The first step of performing PCA is to find out the covariance matrix \( \Sigma \) of the variables (or correlation matrix), followed by finding out their eigenvalues and eigenvectors In R, covariance of X and Y can be obtained by:

Sigmahat = cov(data)
e = eigen(Sigmahat)

The two eigenvalues (\( \lambda_1 \), \( \lambda_2 \)) and their eigenvectors (\( w_1, w_2 \)) are:

e$values[1]

## [1] 5.282

e$values[2]

## [1] 0.5498


e$vectors[, 1]

## [1] 0.5376 0.8432

e$vectors[, 2]

## [1] -0.8432  0.5376

Next, we rank the eigenvalue from largest to lowest and sort the correposing eigenvector to create a matrix \( W \) (Actually, R sorted the result for you already, the following code is NOT necessary but for illustration purpose only.

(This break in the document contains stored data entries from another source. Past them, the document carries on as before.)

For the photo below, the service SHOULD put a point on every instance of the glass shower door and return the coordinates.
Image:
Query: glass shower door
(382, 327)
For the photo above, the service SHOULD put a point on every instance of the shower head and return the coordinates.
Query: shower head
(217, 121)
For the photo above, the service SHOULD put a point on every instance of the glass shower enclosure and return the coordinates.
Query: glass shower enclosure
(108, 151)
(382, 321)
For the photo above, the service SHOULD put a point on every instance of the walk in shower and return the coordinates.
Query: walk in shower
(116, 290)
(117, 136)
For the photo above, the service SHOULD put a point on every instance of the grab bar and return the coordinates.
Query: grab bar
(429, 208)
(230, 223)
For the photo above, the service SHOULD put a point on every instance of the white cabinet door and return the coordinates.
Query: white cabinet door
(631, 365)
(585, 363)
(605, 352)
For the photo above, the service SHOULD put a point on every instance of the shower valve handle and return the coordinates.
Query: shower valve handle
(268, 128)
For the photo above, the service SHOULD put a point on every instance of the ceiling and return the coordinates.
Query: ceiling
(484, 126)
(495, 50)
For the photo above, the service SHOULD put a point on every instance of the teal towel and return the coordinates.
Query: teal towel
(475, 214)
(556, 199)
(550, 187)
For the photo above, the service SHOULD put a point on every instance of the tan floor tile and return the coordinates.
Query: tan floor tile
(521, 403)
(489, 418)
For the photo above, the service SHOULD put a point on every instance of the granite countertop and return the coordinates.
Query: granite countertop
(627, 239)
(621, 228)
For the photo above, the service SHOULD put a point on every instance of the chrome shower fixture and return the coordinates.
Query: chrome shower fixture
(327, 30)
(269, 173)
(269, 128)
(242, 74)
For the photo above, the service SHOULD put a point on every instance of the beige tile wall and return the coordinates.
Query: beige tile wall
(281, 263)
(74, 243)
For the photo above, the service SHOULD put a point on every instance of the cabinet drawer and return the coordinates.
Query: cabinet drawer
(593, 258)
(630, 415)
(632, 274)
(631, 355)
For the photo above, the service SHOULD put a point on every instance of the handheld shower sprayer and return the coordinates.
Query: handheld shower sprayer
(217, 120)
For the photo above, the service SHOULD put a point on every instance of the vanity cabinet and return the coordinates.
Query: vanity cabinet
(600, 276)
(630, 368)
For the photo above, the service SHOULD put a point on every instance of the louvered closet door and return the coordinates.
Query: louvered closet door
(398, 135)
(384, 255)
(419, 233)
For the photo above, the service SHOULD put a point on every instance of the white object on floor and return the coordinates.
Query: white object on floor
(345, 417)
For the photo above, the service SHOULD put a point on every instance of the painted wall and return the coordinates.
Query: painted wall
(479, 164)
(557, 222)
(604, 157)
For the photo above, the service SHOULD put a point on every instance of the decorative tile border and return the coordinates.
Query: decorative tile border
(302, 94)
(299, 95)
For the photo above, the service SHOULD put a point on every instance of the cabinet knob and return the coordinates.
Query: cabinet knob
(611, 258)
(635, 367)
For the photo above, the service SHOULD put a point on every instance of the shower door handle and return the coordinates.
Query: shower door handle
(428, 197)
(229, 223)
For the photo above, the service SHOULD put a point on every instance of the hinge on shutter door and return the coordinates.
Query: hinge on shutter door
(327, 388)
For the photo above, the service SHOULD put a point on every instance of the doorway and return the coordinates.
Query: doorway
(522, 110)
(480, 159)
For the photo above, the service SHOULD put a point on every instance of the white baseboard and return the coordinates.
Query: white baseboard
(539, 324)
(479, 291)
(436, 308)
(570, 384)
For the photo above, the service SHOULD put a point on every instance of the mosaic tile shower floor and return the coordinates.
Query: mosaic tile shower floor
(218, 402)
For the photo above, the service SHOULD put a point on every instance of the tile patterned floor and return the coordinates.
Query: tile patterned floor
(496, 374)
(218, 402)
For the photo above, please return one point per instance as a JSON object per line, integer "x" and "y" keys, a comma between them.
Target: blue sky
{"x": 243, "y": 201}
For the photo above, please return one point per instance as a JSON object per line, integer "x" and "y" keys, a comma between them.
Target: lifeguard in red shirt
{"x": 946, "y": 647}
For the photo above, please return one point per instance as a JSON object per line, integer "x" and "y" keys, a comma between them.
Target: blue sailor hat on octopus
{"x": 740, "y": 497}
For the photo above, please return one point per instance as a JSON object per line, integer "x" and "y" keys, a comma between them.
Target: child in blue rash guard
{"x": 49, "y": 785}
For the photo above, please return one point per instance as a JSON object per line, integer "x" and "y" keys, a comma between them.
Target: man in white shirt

s = sort(e$values, decreasing = T, index.return = T)
# find out the dimension of eignvectors
n = length(e$vectors[, 1])
W = matrix(nrow = n, ncol = n)
for (i in 1:n) {
    W[, i] = e$vectors[, s$ix[i]]
}
W

##        [,1]    [,2]
## [1,] 0.5376 -0.8432
## [2,] 0.8432  0.5376

Principal Component Representation

We denote the values of X and Y in a matrix \( D \), the principal components of the volatility matrix \( \Sigma \) is defined by: \[ P = DW \]

D <- data
P <- D %*% W

The total variation that in the data \( D \) is the sum of the eigenvalues of \( \Sigma \), which is \( \lambda_1+\lambda_2 \). The total variation explained by the mth principal component is \( \frac{\lambda_m}{\sum \lambda_i} \). In our case, the 1st principal component explained about 90.5728 percent of the variation of X.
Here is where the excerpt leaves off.